The finger-pointing ignores what people like Curtis Mozie see in his community every day.
Mozie, also known as C-Webb, has been documenting gun violence in the city since the late 1990s. He goes around the city with his video camera to speak with victims and relatives of those who have been killed. He wants to get the perspective of those in the neighborhoods.
He’s done so many interviews over the years that he’s connected with different generations of the same families. “Kids who lost their dad at a young age want to come to watch my videos to see if I have footage of their father,” Mozie said. “A lot of times I do have footage of them.”
His office, known as “C-Webb’s Safe Space,” is in Ward 5. It’s a spot where the youth can hang out without worrying about whatever their troubles are on the streets.
People can view C-Webb’s footage in his studio. The videos include kids talking about losing a brother, uncle, cousin, or friend to gun violence. They discuss their neighborhoods, what they see every day and the hope they have for a better future.

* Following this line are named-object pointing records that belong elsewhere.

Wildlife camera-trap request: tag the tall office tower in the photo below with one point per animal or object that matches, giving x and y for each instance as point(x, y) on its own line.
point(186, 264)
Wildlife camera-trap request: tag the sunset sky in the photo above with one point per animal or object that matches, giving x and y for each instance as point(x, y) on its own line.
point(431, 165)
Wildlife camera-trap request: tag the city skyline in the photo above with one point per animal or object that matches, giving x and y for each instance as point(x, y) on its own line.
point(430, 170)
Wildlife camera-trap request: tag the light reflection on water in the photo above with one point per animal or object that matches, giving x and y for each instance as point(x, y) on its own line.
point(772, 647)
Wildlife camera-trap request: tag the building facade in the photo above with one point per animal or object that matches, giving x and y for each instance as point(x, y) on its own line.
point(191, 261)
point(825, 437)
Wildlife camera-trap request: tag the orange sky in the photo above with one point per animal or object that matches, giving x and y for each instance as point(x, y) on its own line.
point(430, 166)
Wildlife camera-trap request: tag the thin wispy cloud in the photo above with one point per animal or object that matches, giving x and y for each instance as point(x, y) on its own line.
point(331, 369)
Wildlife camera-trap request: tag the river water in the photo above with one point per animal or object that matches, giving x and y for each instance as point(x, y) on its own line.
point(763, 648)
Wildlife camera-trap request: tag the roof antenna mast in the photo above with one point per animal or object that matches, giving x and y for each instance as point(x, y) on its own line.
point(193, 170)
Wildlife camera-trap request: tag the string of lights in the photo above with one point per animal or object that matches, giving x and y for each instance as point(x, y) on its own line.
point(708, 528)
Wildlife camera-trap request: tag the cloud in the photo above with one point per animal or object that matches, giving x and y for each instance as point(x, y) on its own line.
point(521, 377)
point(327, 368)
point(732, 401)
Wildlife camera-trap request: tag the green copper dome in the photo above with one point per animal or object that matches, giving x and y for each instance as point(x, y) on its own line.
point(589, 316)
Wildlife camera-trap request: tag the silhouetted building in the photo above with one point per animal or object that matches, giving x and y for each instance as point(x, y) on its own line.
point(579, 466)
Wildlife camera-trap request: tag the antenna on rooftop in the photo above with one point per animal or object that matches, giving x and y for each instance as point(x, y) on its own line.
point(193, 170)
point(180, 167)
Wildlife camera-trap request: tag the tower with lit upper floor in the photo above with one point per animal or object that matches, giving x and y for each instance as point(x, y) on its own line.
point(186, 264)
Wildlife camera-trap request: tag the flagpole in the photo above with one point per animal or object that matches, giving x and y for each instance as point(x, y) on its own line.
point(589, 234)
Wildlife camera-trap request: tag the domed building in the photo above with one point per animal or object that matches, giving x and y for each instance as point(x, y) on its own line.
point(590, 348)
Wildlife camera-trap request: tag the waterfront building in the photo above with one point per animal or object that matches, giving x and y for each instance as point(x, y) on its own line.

There’s a memorial wall opposite the television screen. It shows dozens of photos and names of people C-Webb knew who were shot and killed. It goes all the way back to 1982. Red roses and police tape adorn the wall. Most couldn’t fathom losing that many people. C-Webb barely can.
“Gun violence is treated as a normal part of life for us,” he said. “I just hope we can get to a place where we don’t have to live like this.”
Correction Nov. 13, 2023 11:22 a.m. ET: An earlier version of this story incorrectly identified Brian Schwalb’s employer. The story has been updated.